NSX-T Cloud Stuck in “In Progress” State Due to Cloud Connector Crash
search cancel

NSX-T Cloud Stuck in “In Progress” State Due to Cloud Connector Crash

book

Article ID: 431584

calendar_today

Updated On:

Products

VMware Avi Load Balancer

Issue/Introduction

  • In the VMware AVI Load Balancer UI, the NSX-T Data Center Cloud may remain stuck in “In Progress” state under:

Infrastructure --> Clouds

 

 

 

  • The journalctl logs for cloudconnectorgo.service show the error “signal SIGSEGV: segmentation violation code=0x1.” Please check the cloudconnectorgo.service journal logs on the Controller Leader node for further details.
##journalctl -u cloudconnectorgo.service 

Feb 25 00:59:29  cloudconnectorgo-service[232755]: Wed Feb 25 12:59:29 AM /run/systemd/system/env/cloudconnectorgo.service.env found, sourced. action: start source: local_process.py:_start
Feb 25 00:59:29 cloudconnectorgo-service[232756]: Wed Feb 25 12:59:29 AM UTC  /run/systemd/system/env/cloudconnectorgo.service.env found, sourced. action: post_start source: local_process.py:_start
Feb 25 00:59:29  cloudconnectorgo-service[232755]: init global config instance failed.
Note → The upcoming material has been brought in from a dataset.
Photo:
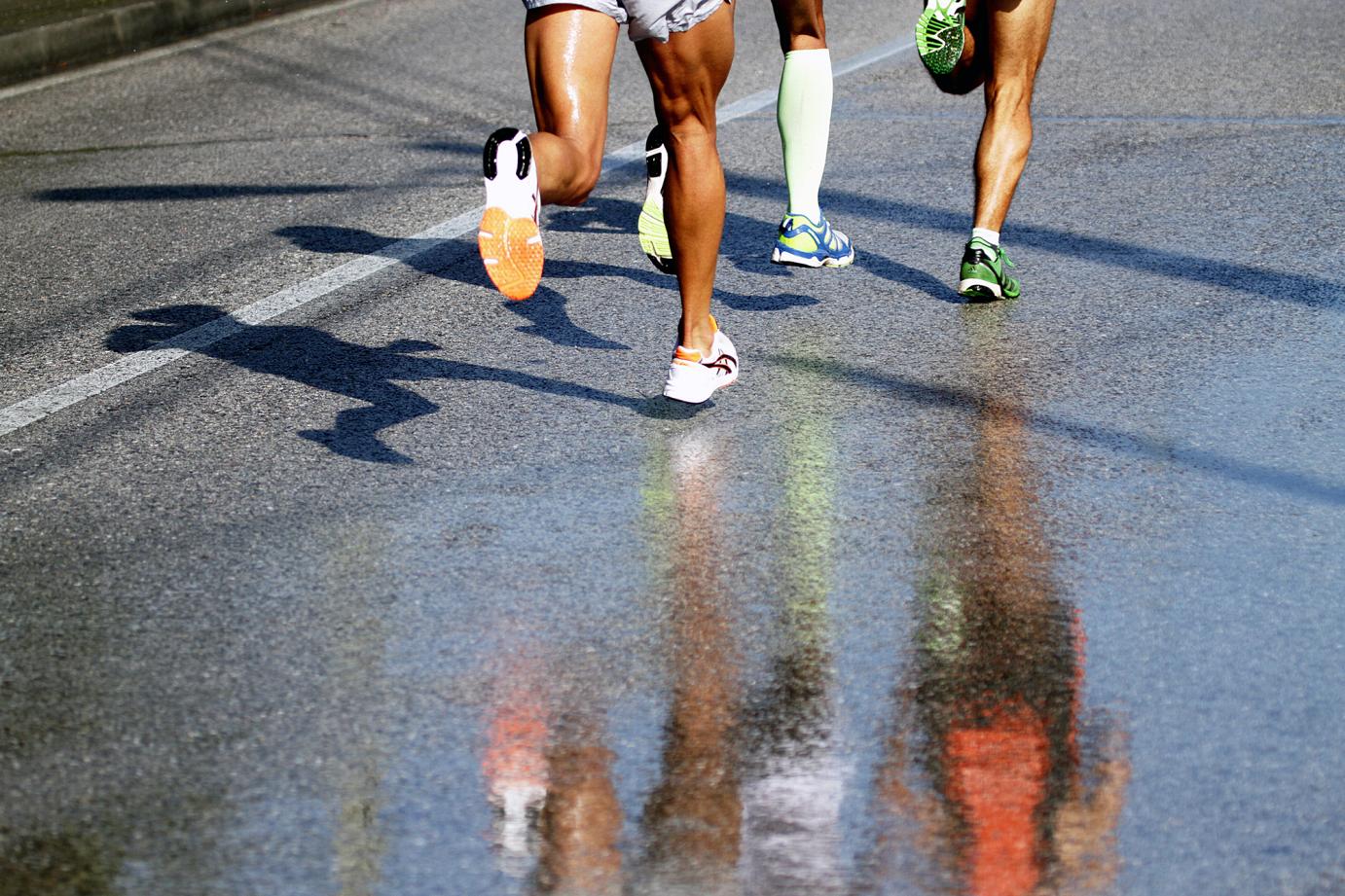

If you do not use this, just ignore it.  open conf/app.conf: no such file or directory
Feb 25 00:59:29  cloudconnectorgo-service[232755]: WARNING: proto: file "auth.proto" is already registered
Feb 25 00:59:29  cloudconnectorgo-service[232755]: See https://protobuf.dev/reference/go/faq#namespace-conflict
Feb 25 00:59:30  systemd[1]: Started cloudconnectorgo.service - Cloud connector Go service.
Feb 25 01:00:17  cloudconnectorgo-service[232755]: panic: runtime error: invalid memory address or nil pointer dereference
Feb 25 01:00:17  cloudconnectorgo-service[232755]: [signal SIGSEGV: segmentation violation code=0x1 addr=0x30 pc=0x696bd39]
Feb 25 01:00:17  cloudconnectorgo-service[232755]: goroutine 84 [running]:

 

 

  • The cloudconnectorgo.service will be in a failed state on the controller leader node. You can verify this by running the following command

         systemctl status cloudconnectorgo.service

 

 

Environment

  • Avi Load Balancer
  • NSX-T Cloud
  • Affected Version: ALL

Cause

  • The issue occurs when the data network configuration of the cloud is deleted via CLI while Virtual Services still exist on that cloud.
  • During route programming, the cloud connector attempts to process routes, but because the data network configuration is empty, the cloud connector service crashes, causing the cloud to remain stuck in “In Progress.”

Resolution

Workaround:

Follow the steps below to remediate the issue

 

  1. Disable all Virtual Services under the affected cloud (In the AVI UI, navigate to Applications, select the required Virtual Services, and click on Disable).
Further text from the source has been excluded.